Mana decries budget's value to Maori

8:20 am on 16 May 2014

The Mana Party is describing the budget as worthless for Maori.

Its leader, Hone Harawira, said the Government had got its priorities wrong.

He supported more money for prescriptions and the allowance for more children to visit the doctor for free.

Hone Harawira.

Hone Harawira.

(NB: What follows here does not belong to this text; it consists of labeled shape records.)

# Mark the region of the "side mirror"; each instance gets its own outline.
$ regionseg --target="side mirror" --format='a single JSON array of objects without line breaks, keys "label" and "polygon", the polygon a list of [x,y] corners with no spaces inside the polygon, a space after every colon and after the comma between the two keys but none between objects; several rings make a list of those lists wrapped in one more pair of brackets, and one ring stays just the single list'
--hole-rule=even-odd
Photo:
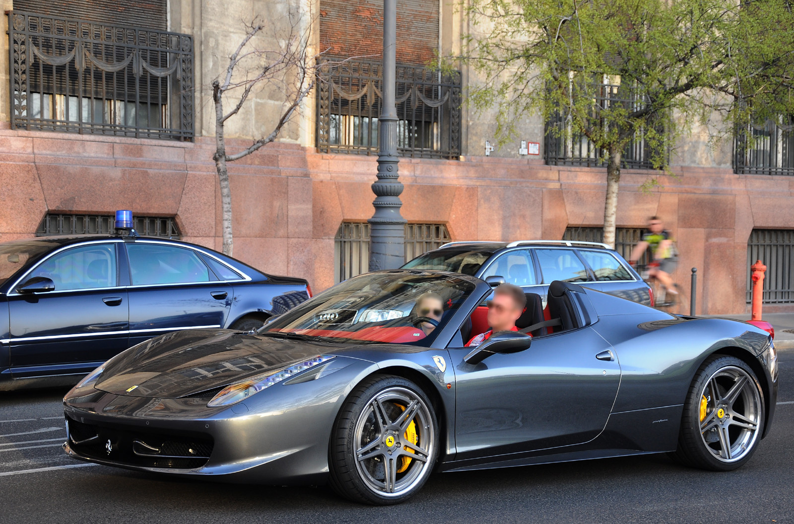
[{"label": "side mirror", "polygon": [[17,293],[47,293],[55,291],[55,282],[47,277],[33,277],[17,288]]},{"label": "side mirror", "polygon": [[492,288],[496,287],[501,284],[504,284],[504,277],[500,275],[491,275],[490,277],[485,278],[485,283]]},{"label": "side mirror", "polygon": [[529,335],[517,331],[500,331],[491,335],[463,359],[468,364],[479,364],[495,353],[518,353],[529,349],[531,344],[532,337]]}]

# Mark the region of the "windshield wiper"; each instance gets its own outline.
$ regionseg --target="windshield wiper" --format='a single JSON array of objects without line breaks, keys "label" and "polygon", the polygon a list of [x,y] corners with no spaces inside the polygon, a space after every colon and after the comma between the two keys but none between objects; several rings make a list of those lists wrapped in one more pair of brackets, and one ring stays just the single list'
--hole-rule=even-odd
[{"label": "windshield wiper", "polygon": [[295,340],[306,340],[307,342],[333,342],[333,344],[344,344],[345,341],[335,336],[320,336],[318,335],[305,335],[303,333],[295,333],[285,331],[266,331],[264,333],[258,333],[260,336],[276,336],[285,339],[293,339]]}]

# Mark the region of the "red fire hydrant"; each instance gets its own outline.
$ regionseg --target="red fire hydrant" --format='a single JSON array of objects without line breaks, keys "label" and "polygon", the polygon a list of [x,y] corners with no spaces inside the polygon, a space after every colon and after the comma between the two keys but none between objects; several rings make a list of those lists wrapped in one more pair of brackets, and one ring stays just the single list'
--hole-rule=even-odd
[{"label": "red fire hydrant", "polygon": [[753,280],[753,309],[750,314],[750,320],[761,320],[761,305],[764,299],[764,274],[766,272],[766,266],[760,260],[750,266],[753,271],[750,278]]}]

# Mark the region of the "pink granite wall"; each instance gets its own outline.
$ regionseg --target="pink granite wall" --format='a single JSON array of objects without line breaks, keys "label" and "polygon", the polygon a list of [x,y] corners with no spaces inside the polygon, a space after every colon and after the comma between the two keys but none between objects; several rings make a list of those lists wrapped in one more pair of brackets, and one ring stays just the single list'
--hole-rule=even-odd
[{"label": "pink granite wall", "polygon": [[[172,143],[0,130],[0,241],[32,236],[48,211],[130,208],[175,215],[186,240],[219,249],[213,149],[208,138]],[[403,159],[399,169],[403,215],[445,223],[455,240],[560,239],[568,225],[602,222],[603,169],[484,157]],[[372,214],[375,157],[279,143],[229,170],[234,255],[267,272],[306,277],[314,291],[331,285],[339,223]],[[679,242],[677,278],[688,284],[689,268],[699,269],[699,312],[744,312],[747,239],[754,227],[794,227],[794,178],[674,170],[651,193],[639,191],[646,172],[624,171],[618,223],[642,226],[648,215],[661,215]]]}]

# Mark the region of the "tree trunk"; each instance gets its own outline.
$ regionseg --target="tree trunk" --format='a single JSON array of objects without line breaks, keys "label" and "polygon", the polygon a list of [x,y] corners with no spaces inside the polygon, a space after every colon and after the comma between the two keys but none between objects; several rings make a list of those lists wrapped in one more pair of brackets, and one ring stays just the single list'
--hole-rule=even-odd
[{"label": "tree trunk", "polygon": [[615,227],[618,215],[618,186],[620,184],[620,158],[622,151],[615,146],[609,148],[607,164],[607,199],[603,208],[603,243],[615,248]]},{"label": "tree trunk", "polygon": [[232,190],[229,185],[229,170],[226,168],[226,144],[223,138],[223,93],[216,81],[213,85],[213,100],[215,103],[215,170],[221,184],[221,208],[222,210],[223,254],[232,256],[234,239],[232,237]]}]

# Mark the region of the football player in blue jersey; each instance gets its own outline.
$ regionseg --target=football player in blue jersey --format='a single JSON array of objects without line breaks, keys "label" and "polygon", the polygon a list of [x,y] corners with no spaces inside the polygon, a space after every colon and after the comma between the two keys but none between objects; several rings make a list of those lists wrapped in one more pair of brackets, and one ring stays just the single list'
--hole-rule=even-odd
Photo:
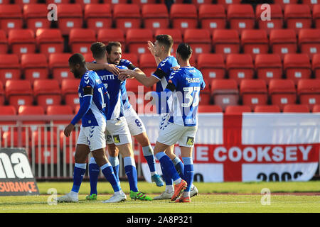
[{"label": "football player in blue jersey", "polygon": [[78,88],[80,107],[71,123],[65,128],[65,135],[70,136],[80,120],[82,125],[75,148],[73,186],[70,193],[58,197],[57,201],[78,201],[79,189],[85,173],[86,160],[90,152],[114,191],[114,195],[104,202],[124,201],[126,195],[121,189],[112,167],[105,155],[105,109],[109,102],[107,91],[97,73],[87,70],[81,54],[74,54],[69,58],[69,67],[75,77],[80,78]]},{"label": "football player in blue jersey", "polygon": [[[148,42],[148,48],[151,53],[154,55],[156,62],[158,65],[156,70],[151,74],[151,77],[146,77],[145,74],[137,73],[130,70],[120,70],[120,77],[122,79],[127,77],[133,77],[139,82],[146,87],[151,87],[156,84],[156,92],[163,94],[164,89],[168,84],[169,77],[174,68],[178,68],[179,65],[176,57],[171,56],[171,49],[174,45],[172,37],[169,35],[159,35],[156,37],[154,45],[151,42]],[[168,122],[168,106],[166,104],[166,95],[164,97],[161,96],[154,96],[157,99],[156,102],[158,114],[161,115],[159,128],[161,130]],[[184,166],[181,160],[174,153],[174,145],[166,150],[166,154],[170,157],[174,162],[175,167],[183,177],[184,172]],[[162,166],[161,170],[162,170]],[[166,189],[159,196],[154,198],[154,199],[171,199],[174,194],[174,186],[172,179],[169,176],[166,176],[165,172],[162,171],[163,176],[166,182]],[[191,196],[198,194],[198,189],[191,185]]]},{"label": "football player in blue jersey", "polygon": [[[110,55],[107,55],[108,49],[106,49],[103,43],[97,42],[92,45],[91,51],[97,64],[105,64],[108,60],[116,65],[119,65],[120,62],[119,56],[121,57],[119,43],[110,43],[109,45],[110,49]],[[108,56],[107,58],[107,55]],[[115,56],[115,60],[109,57],[113,55]],[[117,67],[122,69],[127,68],[127,67],[123,65],[118,65]],[[105,70],[97,70],[96,72],[107,89],[110,100],[107,114],[107,143],[108,144],[108,150],[110,147],[112,148],[114,147],[110,146],[110,144],[114,144],[117,147],[119,152],[124,157],[124,170],[130,186],[130,197],[133,199],[151,200],[151,198],[138,191],[137,173],[132,150],[132,140],[127,121],[124,117],[124,104],[121,94],[122,87],[125,87],[125,81],[119,80],[116,74]],[[153,154],[151,155],[154,157]],[[114,166],[114,163],[119,165],[119,160],[117,160],[117,163],[114,161],[115,157],[117,159],[117,157],[110,155],[110,159],[112,160],[112,165]],[[155,164],[154,157],[154,162]],[[87,199],[92,200],[95,199],[97,193],[97,174],[99,173],[99,166],[95,163],[92,159],[90,160],[89,169],[91,192],[90,195],[87,196]],[[117,171],[118,170],[119,167],[117,168],[114,166],[114,170]]]},{"label": "football player in blue jersey", "polygon": [[[174,179],[174,193],[171,199],[176,202],[191,201],[190,190],[193,179],[192,153],[198,130],[198,106],[200,91],[206,87],[201,72],[190,65],[191,54],[192,49],[188,44],[178,45],[176,58],[180,68],[171,72],[164,90],[169,97],[170,117],[168,123],[160,130],[154,147],[154,154],[165,174]],[[169,146],[177,142],[184,163],[183,177],[179,176],[173,162],[164,153]]]}]

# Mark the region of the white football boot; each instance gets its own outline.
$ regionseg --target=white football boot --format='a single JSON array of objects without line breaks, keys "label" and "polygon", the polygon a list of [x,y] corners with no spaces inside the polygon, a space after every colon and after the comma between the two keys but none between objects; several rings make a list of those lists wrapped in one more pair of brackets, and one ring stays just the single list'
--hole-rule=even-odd
[{"label": "white football boot", "polygon": [[127,200],[127,196],[124,193],[114,194],[110,199],[102,201],[102,203],[119,203]]},{"label": "white football boot", "polygon": [[56,199],[58,202],[70,202],[70,203],[76,203],[78,200],[78,194],[74,192],[70,192],[68,194],[65,194],[64,196],[58,197]]}]

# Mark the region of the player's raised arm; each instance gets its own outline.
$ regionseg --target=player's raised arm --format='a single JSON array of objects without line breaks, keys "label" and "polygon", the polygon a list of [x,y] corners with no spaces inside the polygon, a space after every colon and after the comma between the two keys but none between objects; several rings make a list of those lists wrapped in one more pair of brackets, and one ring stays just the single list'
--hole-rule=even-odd
[{"label": "player's raised arm", "polygon": [[119,75],[119,69],[114,64],[86,62],[85,65],[89,70],[98,71],[106,70],[116,75]]}]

Photo: RNZ

But Mr Harawira said it was not a budget for the poor and the dispossessed, regardless of their race.

The Mana movement's leader said not one cent was being spent on the desperate need for new state houses.

Spending ploy claim

Labour's Maori Affairs spokesperson Nanaia Mahuta said the government's move to fund the Maori Centre of Research Excellence is a ploy to cover up its mistakes.

In Thursday's Budget, the government announced it would continue to pay for a centre.

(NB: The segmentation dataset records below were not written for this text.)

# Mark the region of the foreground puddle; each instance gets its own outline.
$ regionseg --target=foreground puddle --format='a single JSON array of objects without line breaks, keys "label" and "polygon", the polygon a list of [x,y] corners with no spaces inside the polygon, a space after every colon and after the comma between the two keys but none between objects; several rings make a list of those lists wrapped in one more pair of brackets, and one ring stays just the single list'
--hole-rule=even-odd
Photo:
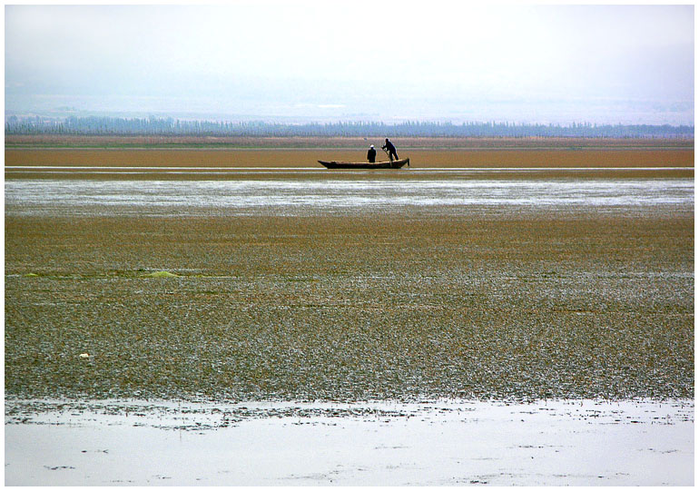
[{"label": "foreground puddle", "polygon": [[692,486],[694,402],[5,401],[5,485]]}]

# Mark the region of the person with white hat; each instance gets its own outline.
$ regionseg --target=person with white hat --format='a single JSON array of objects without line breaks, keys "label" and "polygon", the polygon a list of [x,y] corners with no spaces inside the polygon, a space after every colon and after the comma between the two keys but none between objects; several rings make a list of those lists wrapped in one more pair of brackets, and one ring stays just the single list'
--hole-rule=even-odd
[{"label": "person with white hat", "polygon": [[374,149],[374,145],[369,147],[369,152],[367,152],[367,160],[369,162],[369,163],[374,163],[376,162],[376,149]]}]

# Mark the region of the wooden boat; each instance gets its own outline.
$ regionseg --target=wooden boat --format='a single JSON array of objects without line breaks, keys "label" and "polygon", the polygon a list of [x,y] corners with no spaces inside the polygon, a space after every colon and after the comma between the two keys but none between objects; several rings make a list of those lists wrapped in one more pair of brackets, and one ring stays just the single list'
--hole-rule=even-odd
[{"label": "wooden boat", "polygon": [[393,162],[377,162],[374,163],[366,162],[318,162],[328,169],[400,169],[406,163],[410,165],[410,159],[401,159]]}]

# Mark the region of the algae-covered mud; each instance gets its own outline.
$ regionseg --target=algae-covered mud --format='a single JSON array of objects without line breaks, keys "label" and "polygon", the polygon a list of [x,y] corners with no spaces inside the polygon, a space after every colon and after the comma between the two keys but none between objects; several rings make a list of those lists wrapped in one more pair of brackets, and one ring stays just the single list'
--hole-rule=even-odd
[{"label": "algae-covered mud", "polygon": [[6,168],[5,485],[692,485],[663,155]]},{"label": "algae-covered mud", "polygon": [[693,182],[11,180],[5,315],[23,398],[691,398]]}]

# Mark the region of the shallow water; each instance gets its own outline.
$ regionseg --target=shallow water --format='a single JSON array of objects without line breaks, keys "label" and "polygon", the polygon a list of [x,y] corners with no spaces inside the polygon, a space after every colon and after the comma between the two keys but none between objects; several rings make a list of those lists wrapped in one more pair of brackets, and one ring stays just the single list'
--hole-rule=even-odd
[{"label": "shallow water", "polygon": [[8,215],[124,213],[239,215],[319,213],[436,209],[462,212],[504,207],[506,212],[641,211],[657,208],[692,211],[692,179],[309,179],[299,172],[283,178],[229,181],[8,180]]},{"label": "shallow water", "polygon": [[11,400],[5,485],[692,486],[691,400]]}]

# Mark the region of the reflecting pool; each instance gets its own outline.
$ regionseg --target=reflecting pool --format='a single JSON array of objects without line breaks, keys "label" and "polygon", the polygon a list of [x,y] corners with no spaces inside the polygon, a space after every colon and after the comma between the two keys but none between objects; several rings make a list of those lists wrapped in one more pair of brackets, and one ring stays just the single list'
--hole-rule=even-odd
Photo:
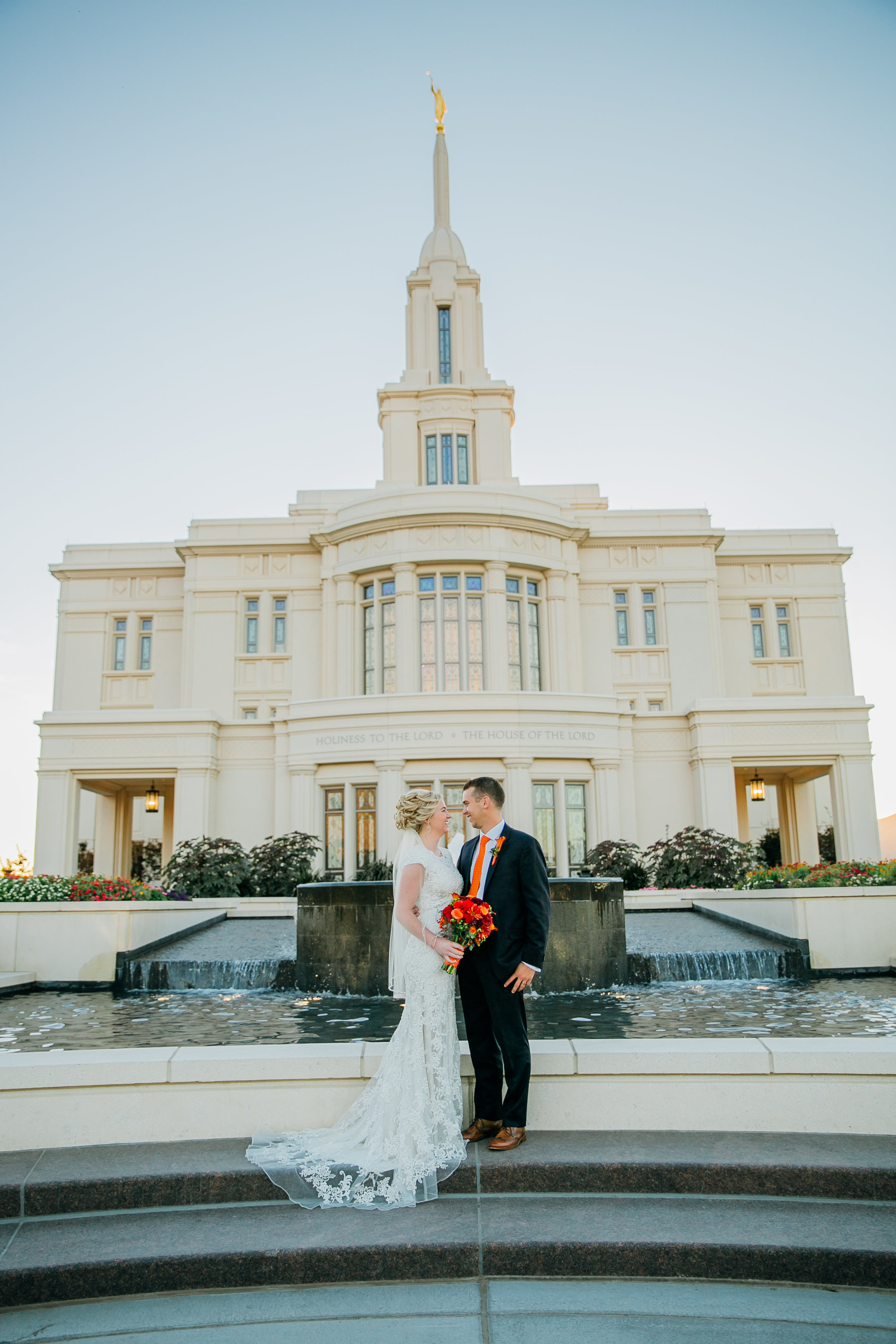
[{"label": "reflecting pool", "polygon": [[[294,991],[42,992],[0,997],[0,1051],[388,1040],[392,999]],[[461,1001],[458,1031],[466,1036]],[[551,1036],[875,1036],[896,1034],[896,977],[619,985],[527,996],[533,1039]]]}]

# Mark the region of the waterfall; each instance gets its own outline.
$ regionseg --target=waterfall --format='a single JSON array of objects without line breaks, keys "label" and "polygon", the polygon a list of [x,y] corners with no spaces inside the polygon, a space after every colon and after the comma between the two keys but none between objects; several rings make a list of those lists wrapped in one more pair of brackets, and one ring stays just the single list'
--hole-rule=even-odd
[{"label": "waterfall", "polygon": [[739,952],[630,952],[629,980],[786,980],[805,974],[797,950],[746,948]]}]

Funding will kick in from New Year's day 2016, when the current contract with Nga Pae o Te Maramatanga expires.

Ms Mahuta said the Government had put aside money to avoid political problems.

She said the National-led government realised it would be a political risk to the reputation of the Maori Party, which didn't initially speak up for Nga Pae o Te Maramatanga when it missed out on funding earlier in the year.

Ms Mahuta was also keen to learn the details of how a Maori Centre of Research Excellence will be funded.

Iwi radio expansion?

The Maori Broadcasting Funding Agency is to investigate expanding the network of Crown-funded Iwi Radio stations.

The department got a Budget boost on Thursday - with an extra $12 million to be spent over 4 years.

Twenty one stations have each been surviving on just under $400,000 a year.

Chief executive of the agency, John Bishara, says there were self-funded stations seeking money from the state.

He said stations such as Wairau in Blenheim and the Ngati Raukawa station Reo FM in Otaki operated under their own steam.

Assessment of budget

A business consulting company said it would rate the budget as 8 out of 10 for Maori.

An advisor at Tuia Group, Toko Kapea, said for there to be new money tagged for Maori - in a broad spectrum of sectors - when there was a wafer-thin surplus was a good achievement.

He said New Zealand is still going through some tough financial times, after the global recession and the Christchurch earthquakes.

The Ngati Apa man said the gains would not have been achieved unless the Maori Party was round the table with National.